■ジャック・ウェルチの「戦略のための5つの質問」

      

1 大きな会社でも小さな会社でも使える戦略

ドラッカーの『経営者に贈る5つの質問』はご存知の方が多いと思います。①ミッションは何か、②顧客は誰か、③顧客にとっての価値は何か、④自分たちにとっての成果は何か、⑤自分たちの計画は何か。これら5つの質問を順番に考えていく手法です。

これとは違う5つの質問があります。ジャック・ウェルチの5つの質問です。『ジャック・ウェルチの「私なら、こうする!」』にあります。「大きな会社でも小さな会社でも使える戦略」という項目で示されたものでした。

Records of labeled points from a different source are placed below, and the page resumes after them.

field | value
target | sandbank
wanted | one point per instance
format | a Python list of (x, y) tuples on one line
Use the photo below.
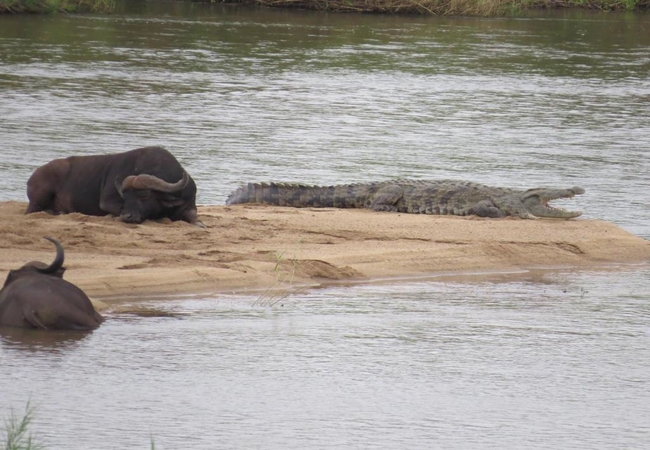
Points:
[(256, 247)]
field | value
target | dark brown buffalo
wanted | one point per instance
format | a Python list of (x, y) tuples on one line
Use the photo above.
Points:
[(145, 183), (37, 296)]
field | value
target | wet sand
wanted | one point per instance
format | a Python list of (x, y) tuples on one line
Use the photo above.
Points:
[(255, 247)]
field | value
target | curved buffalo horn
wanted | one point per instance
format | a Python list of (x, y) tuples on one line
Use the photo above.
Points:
[(146, 181), (58, 260)]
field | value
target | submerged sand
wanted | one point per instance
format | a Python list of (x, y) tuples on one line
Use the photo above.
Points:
[(248, 247)]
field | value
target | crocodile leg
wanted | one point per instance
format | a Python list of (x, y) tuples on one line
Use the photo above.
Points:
[(385, 198)]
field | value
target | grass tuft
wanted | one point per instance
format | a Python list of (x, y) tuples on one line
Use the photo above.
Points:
[(16, 431)]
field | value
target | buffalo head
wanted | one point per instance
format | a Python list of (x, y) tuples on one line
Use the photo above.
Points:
[(55, 269), (148, 197), (37, 296)]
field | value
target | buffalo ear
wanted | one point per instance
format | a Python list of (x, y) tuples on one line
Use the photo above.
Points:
[(167, 201), (118, 186)]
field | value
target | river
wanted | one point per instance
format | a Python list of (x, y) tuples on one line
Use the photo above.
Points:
[(540, 360)]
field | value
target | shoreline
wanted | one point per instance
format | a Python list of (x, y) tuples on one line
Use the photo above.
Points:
[(256, 248)]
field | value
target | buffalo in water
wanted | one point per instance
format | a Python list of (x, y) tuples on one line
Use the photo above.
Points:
[(37, 296), (145, 183)]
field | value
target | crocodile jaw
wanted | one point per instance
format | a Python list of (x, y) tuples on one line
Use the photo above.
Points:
[(536, 202)]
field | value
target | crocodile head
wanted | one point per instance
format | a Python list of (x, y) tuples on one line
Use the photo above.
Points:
[(536, 201)]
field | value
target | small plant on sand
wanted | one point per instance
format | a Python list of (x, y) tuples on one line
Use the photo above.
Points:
[(285, 271), (17, 436)]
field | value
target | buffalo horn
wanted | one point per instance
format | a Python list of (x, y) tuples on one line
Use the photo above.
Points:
[(58, 260), (146, 181)]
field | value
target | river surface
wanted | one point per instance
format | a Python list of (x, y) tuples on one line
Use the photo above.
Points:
[(544, 360)]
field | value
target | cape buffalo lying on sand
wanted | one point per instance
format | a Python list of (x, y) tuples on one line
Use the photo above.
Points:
[(145, 183), (37, 296)]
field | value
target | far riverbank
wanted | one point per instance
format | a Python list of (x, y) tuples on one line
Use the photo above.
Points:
[(484, 8)]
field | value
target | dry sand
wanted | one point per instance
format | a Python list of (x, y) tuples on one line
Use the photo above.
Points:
[(247, 247)]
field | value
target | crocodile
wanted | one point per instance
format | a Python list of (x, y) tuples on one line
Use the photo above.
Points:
[(440, 197)]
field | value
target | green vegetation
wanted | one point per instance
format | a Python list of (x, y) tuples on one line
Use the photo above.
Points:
[(50, 6), (427, 7), (16, 435), (456, 7)]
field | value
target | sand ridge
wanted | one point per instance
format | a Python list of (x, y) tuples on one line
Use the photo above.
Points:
[(246, 247)]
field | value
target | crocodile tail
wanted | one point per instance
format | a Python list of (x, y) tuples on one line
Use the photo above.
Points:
[(295, 195)]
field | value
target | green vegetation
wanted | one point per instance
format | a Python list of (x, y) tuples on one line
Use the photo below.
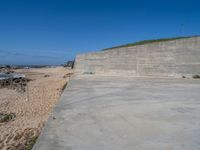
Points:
[(196, 76), (148, 42)]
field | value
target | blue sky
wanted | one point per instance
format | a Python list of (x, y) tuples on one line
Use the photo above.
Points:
[(54, 31)]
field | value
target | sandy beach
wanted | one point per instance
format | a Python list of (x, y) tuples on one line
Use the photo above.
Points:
[(31, 108)]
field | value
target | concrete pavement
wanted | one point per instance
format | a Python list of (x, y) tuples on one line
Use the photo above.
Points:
[(124, 113)]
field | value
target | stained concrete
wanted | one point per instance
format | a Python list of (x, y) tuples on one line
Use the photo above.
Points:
[(124, 113), (174, 58)]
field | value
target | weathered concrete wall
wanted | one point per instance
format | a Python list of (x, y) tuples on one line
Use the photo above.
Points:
[(171, 58)]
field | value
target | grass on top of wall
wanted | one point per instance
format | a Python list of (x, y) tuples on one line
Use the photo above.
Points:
[(148, 42)]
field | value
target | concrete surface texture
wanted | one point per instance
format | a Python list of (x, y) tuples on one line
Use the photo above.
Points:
[(175, 58), (125, 113)]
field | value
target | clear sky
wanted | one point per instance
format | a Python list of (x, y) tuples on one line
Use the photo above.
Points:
[(54, 31)]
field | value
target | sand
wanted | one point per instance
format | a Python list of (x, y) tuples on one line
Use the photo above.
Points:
[(31, 108)]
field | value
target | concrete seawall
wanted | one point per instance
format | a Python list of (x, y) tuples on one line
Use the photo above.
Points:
[(175, 58)]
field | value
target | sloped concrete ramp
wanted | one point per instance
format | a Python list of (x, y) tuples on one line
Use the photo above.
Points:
[(125, 113)]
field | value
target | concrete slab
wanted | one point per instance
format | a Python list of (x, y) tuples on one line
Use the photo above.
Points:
[(118, 113)]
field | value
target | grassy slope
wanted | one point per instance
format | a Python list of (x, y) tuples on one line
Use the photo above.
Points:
[(148, 42)]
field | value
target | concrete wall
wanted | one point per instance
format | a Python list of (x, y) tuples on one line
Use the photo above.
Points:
[(171, 58)]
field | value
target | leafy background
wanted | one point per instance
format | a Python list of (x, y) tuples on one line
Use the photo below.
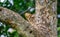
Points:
[(21, 7)]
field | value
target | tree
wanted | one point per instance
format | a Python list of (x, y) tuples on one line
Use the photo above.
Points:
[(41, 24)]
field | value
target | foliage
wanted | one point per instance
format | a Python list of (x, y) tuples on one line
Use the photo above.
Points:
[(21, 7)]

戦略を導く質問です。

①競争する市場はどんな状況か?
②最近、競争相手は何をしているのか?
③私たちは最近、何をしたのか?
④夜眠れなくなるような出来事あるいは起こりそうな変化があるとすれば何だろうか?
⑤それらのことをすべて勘案して、私たちは勝つためにどう行動すればいいのか?

ずいぶんドラッカーのものと違っています。ウェルチの方が、実践的な質問であるとも言えるでしょう。戦略を考えるときに競争を前提にするため、市場の状況を問うことから始まっています。ここには「顧客は誰か」ということも含まれると考えるべきでしょう。

      

2 戦略とはどういうものか

競争する市場が発展する市場であるのか、そこの顧客は誰なのか。これが最初の質問です。つづいて競争相手を問い、自分たちが何をしたかを問うています。最初の3つは「市場(customer)」「競合(competitor)」「自社(company)」の3Cを問うているようです。

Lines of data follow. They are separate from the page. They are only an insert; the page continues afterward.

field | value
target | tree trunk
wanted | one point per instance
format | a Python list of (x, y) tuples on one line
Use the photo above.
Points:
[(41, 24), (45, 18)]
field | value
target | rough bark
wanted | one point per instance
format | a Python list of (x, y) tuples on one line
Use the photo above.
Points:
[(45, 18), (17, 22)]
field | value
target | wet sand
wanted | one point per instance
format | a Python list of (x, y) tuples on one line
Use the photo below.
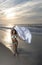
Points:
[(29, 54)]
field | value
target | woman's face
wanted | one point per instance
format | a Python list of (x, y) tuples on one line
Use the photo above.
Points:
[(14, 32)]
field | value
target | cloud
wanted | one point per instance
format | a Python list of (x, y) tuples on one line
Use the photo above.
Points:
[(26, 11)]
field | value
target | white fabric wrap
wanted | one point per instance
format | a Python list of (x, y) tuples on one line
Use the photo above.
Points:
[(24, 33)]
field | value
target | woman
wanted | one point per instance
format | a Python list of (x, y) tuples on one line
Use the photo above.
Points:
[(14, 40)]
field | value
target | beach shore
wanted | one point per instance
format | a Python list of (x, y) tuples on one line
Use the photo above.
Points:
[(29, 54)]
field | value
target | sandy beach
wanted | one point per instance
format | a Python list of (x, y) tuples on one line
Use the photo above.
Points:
[(29, 54)]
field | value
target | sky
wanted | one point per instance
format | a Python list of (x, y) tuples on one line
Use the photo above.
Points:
[(21, 11)]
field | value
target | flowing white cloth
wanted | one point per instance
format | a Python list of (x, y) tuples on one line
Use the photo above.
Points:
[(24, 33)]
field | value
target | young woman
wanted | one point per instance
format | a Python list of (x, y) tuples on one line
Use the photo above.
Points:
[(14, 40)]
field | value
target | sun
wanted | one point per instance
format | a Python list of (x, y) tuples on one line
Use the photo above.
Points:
[(9, 13)]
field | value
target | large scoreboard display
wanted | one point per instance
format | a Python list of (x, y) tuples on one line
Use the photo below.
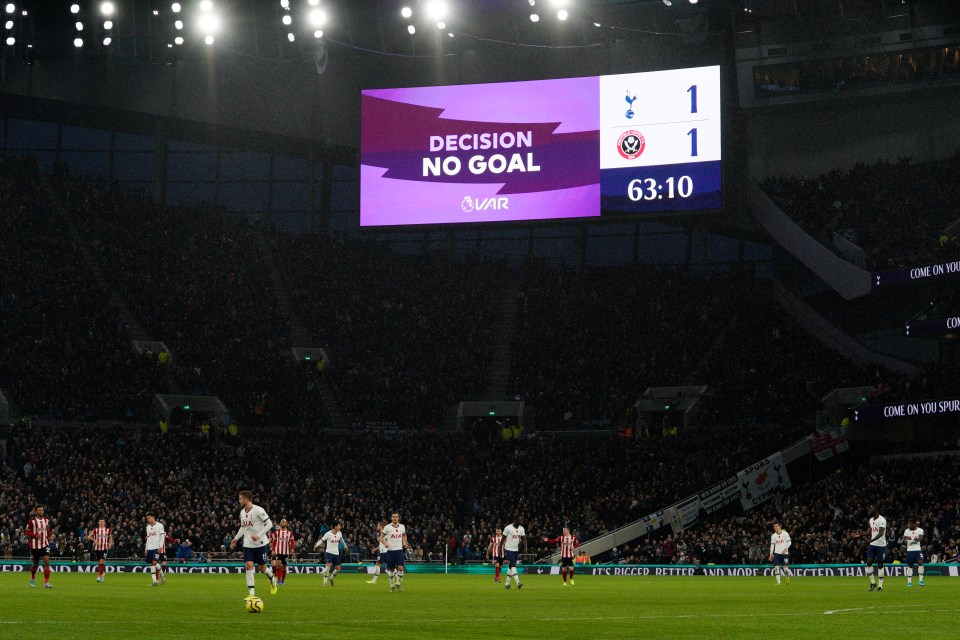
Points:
[(545, 149)]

こうした質問に続けて、今後の変化を問うています。変化を検討した上で、行動計画を立てなくてはいけません。この5つの質問は静態的な発想ではなく、3Cよりも動態的な発想です。当然のようにウェルチは言います。[戦略は流動的でなくてはならない]。

ではウェルチにとって、戦略とはどういうものでしょうか。[戦略とは、顧客がよその会社のものよりも欲しいと思うような商品やサービスをつくり出す、勝つための価値をつくり出すものでしかない]ということになります。当然のように、競争が前提です。

      

3 付加価値を生み出す提案

ウェルチの5つの質問には「どえらいアイデア」が必要だという前提条件があります。それがあれば[持続可能な競争優位性を得ることができる]のです。しかし大きな会社なら、アイデアが失敗しても何とかなりますが、小さな会社はつぶれる危険性があります。

したがって[小さな企業では、高付加価値を生み出すような提案をしていくことが重要となる]のです。ここでいう「高付加価値を生み出すような提案」とは、[他社に乗り換えないように顧客をぴったりくっつけて離さない力をもったもの]です。

たとえば[特許を取得しているアイデア、革新的なテクノロジー、極端に低い生産コスト、他にはないサービスなど]が該当します。ウェルチはこうした前提に立って、最後に、勝つためにどう行動すればよいかを問い、[あとは、実践あるのみ]というのです。